MERIDEN — The city is seeking a $365,000 grant from the state Department of Public Health to use toward local coronavirus tracking, detection, and prevention efforts.
The city in its application to the state said it plans to use the money in part to hire a temporary contact tracing assistant, who will be responsible for communicating with individuals diagnosed with COVID-19 or those who may have been in close contact with an infected person.

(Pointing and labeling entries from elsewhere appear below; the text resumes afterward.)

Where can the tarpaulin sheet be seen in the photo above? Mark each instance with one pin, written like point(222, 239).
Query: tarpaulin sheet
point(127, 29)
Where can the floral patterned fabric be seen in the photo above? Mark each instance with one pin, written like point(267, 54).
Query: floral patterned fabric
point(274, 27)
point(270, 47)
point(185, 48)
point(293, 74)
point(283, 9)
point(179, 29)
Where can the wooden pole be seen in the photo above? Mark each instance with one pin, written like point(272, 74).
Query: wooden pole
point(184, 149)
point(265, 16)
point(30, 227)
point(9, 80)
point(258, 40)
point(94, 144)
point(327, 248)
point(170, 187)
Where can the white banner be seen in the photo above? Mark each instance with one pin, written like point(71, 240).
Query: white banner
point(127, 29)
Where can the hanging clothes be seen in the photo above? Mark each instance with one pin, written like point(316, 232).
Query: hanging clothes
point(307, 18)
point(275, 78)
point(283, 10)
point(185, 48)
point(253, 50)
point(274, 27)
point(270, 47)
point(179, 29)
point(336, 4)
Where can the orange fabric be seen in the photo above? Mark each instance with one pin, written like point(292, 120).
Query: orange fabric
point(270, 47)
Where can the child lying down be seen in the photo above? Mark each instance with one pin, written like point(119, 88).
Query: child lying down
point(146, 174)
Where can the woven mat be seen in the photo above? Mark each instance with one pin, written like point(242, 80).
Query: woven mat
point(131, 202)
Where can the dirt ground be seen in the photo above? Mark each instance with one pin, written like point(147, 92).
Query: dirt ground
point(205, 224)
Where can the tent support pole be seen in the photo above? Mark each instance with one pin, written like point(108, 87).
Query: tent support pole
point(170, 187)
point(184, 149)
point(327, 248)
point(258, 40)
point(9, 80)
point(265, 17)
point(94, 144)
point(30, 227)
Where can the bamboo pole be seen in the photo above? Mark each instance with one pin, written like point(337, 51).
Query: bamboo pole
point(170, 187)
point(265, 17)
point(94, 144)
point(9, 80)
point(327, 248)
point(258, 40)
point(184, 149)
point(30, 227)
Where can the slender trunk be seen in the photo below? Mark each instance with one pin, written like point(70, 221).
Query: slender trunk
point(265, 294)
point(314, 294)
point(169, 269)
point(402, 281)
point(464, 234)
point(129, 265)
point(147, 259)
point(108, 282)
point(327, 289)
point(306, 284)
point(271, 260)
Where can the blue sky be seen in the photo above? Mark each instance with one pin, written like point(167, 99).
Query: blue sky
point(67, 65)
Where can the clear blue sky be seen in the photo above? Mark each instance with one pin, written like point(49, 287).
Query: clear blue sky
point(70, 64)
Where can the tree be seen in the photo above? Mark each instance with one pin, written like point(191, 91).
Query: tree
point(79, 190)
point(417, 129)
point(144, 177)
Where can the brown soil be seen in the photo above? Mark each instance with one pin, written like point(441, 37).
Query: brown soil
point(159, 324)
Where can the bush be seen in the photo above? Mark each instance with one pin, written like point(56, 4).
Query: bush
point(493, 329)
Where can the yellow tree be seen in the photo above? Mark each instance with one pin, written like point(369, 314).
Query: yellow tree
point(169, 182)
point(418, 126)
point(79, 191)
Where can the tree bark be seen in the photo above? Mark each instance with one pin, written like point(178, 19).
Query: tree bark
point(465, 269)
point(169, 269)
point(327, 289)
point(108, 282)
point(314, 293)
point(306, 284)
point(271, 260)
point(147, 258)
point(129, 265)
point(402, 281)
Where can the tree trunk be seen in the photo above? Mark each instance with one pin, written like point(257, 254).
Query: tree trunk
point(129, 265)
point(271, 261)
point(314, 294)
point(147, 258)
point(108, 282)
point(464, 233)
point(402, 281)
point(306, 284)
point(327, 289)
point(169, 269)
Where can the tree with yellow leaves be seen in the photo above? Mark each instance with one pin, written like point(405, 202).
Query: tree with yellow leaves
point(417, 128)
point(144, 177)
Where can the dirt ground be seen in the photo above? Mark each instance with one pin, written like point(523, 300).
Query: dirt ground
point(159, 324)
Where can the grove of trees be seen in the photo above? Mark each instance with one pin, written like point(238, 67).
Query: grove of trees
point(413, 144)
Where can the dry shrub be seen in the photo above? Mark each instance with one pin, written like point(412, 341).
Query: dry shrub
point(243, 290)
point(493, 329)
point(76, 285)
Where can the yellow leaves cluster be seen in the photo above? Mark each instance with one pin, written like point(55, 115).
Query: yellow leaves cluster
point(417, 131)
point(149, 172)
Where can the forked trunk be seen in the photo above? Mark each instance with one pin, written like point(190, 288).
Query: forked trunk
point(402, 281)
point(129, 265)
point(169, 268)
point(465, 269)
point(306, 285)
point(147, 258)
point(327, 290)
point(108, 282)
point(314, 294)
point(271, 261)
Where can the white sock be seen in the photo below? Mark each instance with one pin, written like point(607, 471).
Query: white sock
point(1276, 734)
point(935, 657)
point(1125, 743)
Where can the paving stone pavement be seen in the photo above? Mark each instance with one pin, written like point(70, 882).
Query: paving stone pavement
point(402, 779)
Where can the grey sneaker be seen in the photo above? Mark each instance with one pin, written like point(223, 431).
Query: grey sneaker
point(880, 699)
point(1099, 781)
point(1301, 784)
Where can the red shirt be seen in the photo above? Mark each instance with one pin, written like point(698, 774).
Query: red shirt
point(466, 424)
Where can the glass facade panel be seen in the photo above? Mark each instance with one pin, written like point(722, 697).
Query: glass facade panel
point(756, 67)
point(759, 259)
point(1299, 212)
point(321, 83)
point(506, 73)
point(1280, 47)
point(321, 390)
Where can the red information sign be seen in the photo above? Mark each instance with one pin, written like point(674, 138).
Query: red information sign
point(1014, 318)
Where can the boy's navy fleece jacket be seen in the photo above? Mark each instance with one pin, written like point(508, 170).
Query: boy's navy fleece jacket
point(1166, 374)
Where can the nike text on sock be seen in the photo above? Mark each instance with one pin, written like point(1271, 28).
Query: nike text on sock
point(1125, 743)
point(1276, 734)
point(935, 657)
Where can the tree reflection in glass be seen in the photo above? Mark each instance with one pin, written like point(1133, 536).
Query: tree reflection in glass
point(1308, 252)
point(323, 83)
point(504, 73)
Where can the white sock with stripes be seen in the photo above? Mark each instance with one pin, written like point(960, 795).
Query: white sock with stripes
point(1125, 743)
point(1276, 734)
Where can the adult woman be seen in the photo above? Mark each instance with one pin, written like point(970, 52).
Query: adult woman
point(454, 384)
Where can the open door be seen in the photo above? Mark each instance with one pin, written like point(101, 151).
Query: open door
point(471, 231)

Their work will be done through the state’s electronic ContaCT tracing system, according to a request-for-proposals published by the city for the position.
“We also plan on increasing 2 staff person's hours - our Public Health Educator and Community Services Worker - to aid in COVID-19 related efforts,” Crown wrote about the use of the grant.” “Funding has also been earmarked for health education efforts, vaccine planning, purchasing additional KINSA thermometers, and overtime for nurses to work outside of normal business hour COVID vaccine clinics.”
The funding is available through the Centers for Disease Control and Prevention’s Epidemiology and Laboratory Capacity (ELC) Cooperative Agreement, which awards annual funding to state and local health departments to improve the surveillance of diseases.
The terms of the grant would be retroactive May 2020 and run through November 2022, City Manager Tim Coon told city councilors at a recent meeting.
“It’s basically a two-and-a-half-year grant to assist us in such things as contact tracing, laboratory testing volume and capacity, minimizing and preventing the transmission of COVID-19...” Coon said.
Meriden is eligible to receive a 30-month grant award of $364,847 based on its “per-capita and poverty levels,” according to Crown.
The grant terms do not require the city to match any of its own money, Coon said. Councilors at the recent meeting voted to authorize Crown to execute a contract for the funding.
Council Majority Leader David Lowell made a point of commending Crown and her department for the job they’ve done during the pandemic.
“It can’t go without saying that the level of performance of the health and human services director has been really unparalleled for the last six months dealing with COVID-19, its impact in the city,” Lowell said. “Lea has been in front of every issue and accountable for every issue, placing this city in a very good place … It needs to be in the record how well we have done.”
Lowell added that the use of the grant funds will “absolutely go to the highest and best use” and “help with the future management of this disease.”
According to state data, Meriden recorded 1,040 confirmed cases and 35 “probable” cases as of Sept. 13. The city has recorded 79 deaths since the spring.